This document illustrates climate trends and developments in Tajikistan on the basis of images.
Tajikistan is prone to natural disasters and ranks high on the international climate impact lists. Disruptions in rainfall, growing temperatures, reductions in glacial cover and extreme weather events are among ongoing and anticipated impacts of climate change in Tajikistan. The long-term weather trends show more hot days and fewer cold days with considerable variations in precipitation. Hydropower generation is highly sensitive to weather and water conditions, and the changing climate is creating new challenges for the planning and management of hydropower plants. Avalanches in winter, flash floods in spring, and high temperatures and dust storms in summer affect both the transport sector and people in their dwellings.
The country’s approach to climate actions is the full-scale integration of climate resilience into the planning and rehabilitation of major infrastructure and local adaptation measures.
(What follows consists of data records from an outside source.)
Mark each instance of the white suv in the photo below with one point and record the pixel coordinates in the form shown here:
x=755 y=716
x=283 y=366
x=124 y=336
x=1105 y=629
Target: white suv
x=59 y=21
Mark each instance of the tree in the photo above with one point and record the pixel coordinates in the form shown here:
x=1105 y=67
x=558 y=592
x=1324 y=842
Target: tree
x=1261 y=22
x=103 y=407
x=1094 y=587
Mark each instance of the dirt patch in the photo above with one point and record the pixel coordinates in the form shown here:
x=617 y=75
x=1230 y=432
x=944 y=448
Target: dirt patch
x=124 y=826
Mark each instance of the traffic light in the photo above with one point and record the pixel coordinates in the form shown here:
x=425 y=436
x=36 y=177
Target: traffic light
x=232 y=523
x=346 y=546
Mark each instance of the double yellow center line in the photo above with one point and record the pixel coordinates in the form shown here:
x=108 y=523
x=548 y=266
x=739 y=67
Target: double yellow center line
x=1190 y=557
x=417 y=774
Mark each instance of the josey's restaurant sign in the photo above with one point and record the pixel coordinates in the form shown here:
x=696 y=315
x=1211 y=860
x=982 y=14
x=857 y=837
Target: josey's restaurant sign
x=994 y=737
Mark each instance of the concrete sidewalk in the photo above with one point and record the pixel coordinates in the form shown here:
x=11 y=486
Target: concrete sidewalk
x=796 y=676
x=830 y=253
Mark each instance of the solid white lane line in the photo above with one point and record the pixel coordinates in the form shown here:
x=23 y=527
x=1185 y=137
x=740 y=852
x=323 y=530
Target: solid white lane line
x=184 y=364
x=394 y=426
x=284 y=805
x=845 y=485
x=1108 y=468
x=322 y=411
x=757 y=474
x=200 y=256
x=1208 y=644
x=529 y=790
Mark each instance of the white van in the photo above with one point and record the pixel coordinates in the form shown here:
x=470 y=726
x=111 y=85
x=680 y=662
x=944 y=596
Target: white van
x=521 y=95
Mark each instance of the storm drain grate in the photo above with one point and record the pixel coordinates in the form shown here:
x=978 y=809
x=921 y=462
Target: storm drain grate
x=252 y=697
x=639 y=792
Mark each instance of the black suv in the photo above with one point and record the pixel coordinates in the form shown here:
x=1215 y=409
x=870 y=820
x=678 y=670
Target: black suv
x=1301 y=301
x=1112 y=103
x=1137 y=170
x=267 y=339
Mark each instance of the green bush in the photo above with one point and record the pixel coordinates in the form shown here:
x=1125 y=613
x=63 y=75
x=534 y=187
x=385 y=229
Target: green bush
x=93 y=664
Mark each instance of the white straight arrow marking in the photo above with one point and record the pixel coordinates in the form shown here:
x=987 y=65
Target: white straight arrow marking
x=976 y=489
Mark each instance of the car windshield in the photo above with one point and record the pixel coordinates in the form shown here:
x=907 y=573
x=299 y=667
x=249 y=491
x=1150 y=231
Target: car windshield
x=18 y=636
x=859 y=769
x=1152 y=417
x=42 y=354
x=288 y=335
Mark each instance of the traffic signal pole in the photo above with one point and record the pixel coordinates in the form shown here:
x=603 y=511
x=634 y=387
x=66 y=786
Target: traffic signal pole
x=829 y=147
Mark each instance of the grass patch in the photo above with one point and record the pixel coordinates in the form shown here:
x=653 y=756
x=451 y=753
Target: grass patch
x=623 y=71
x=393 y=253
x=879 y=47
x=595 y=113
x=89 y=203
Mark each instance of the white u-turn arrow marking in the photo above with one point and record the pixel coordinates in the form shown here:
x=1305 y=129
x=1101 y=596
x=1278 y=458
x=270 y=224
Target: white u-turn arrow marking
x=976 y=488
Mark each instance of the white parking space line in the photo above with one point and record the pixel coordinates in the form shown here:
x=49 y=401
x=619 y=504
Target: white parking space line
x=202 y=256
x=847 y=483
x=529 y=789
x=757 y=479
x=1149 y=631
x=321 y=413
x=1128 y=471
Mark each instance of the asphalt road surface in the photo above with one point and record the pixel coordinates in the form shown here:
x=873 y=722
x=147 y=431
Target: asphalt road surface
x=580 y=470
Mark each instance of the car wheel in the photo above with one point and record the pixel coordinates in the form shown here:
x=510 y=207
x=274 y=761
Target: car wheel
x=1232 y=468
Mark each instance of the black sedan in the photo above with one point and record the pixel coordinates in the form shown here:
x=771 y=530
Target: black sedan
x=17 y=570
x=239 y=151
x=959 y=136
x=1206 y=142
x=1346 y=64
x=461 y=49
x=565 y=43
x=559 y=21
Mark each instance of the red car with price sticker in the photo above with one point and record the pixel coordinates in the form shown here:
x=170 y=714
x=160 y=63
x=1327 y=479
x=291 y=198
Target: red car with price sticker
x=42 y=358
Adaptation measures in agriculture include the use of greenhouses to grow a variety of crops, planting frostand drought-resistant varieties of fruit trees to protect against extremes and providing shelter and shade for livestock to lessen the risk of heat stress.
Tajikistan’s reliance on hydropower has helped keep its total and per person greenhouse gas emissions the lowest in Central Asia, and one of the lowest in the world. While its economy and population grow, Tajikistan has committed to keep its emissions below 1990 levels. Completion of construction of the Rogun hydropower plant may double its clean energy production capacity. A key source of greenhouse gas emissions in Tajikistan remains agriculture, but the country’s emissions per unit of agricultural production are the lowest in Central Asia.